This time, it’s not a broken franchising system or poorly capitalised companies offering customers cut-price energy deals that have opened the floodgates. Instead, it’s something more unpleasant: raw sewage.

Public anger has burst over water companies spilling untreated effluent into England’s rivers, lakes and sea as a system that has suffered from decades of under-investment struggles to cope. Last year, discharges equated to a rate of more than 825 a day, according to Environment Agency data.

As politicians of all hues take aim at the water utilities, some of the industry’s cannier executives are forgoing bonuses as the spotlight turns to companies’ opaque business models and the dividends paid while sewage has been flowing.

The chief executive and chief financial officer of Thames Water, plus the heads of South West Water and Yorkshire Water have all in the past 24 hours decided to — in the words of the latter — do “the right thing”.

Other executives, including those below chief level, would be wise to follow.
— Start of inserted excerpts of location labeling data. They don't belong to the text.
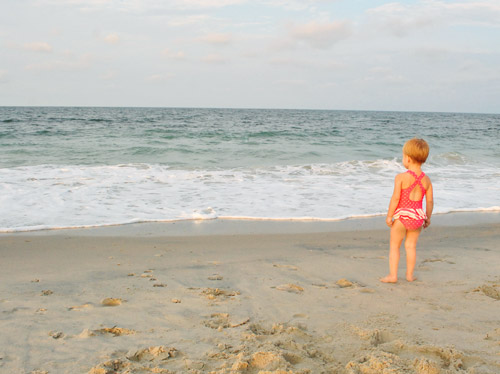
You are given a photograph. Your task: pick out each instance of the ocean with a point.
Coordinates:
(64, 167)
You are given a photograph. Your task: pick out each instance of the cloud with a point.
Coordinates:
(187, 20)
(209, 3)
(140, 6)
(159, 78)
(401, 19)
(321, 34)
(216, 38)
(175, 55)
(68, 64)
(214, 59)
(109, 75)
(38, 47)
(112, 38)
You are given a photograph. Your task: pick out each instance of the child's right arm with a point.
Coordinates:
(429, 205)
(394, 200)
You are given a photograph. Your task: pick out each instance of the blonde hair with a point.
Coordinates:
(417, 149)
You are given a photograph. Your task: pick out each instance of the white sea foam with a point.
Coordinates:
(48, 197)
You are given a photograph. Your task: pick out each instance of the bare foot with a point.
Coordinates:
(389, 279)
(411, 278)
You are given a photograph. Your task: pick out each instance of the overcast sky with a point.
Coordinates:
(425, 55)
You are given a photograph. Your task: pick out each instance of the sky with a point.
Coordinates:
(423, 55)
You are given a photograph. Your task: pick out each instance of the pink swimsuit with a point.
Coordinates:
(410, 212)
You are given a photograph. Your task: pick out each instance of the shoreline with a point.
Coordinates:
(238, 226)
(218, 299)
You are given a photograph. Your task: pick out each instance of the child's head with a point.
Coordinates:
(417, 149)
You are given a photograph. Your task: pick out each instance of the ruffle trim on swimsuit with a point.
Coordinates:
(410, 213)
But other more stringent actions, including rethinking medium-term sewage reduction targets, will be needed for anger to subside.

Charities and campaign groups that have for years diligently monitored sewage spills — and without which the level of the crisis would not now be known — are riding a wave. One such group, Surfers Against Sewage, is planning further nationwide protests on May 20.

Shortly before the announcements on bonus payments, the Financial Times published an analysis showing private sewage and water companies paid out £1.4bn in dividends last year, up sharply from £540mn in 2021, despite an outcry over the sewage crisis. Other criticisms surrounding the industry include lax regulation and high levels of water leakages.

Where is the government in all of this? It’s true that ministers haven’t been sitting on their hands. Environment secretary Thérèse Coffey has pledged to enshrine in law a 2050 sewage reduction target, first published last year.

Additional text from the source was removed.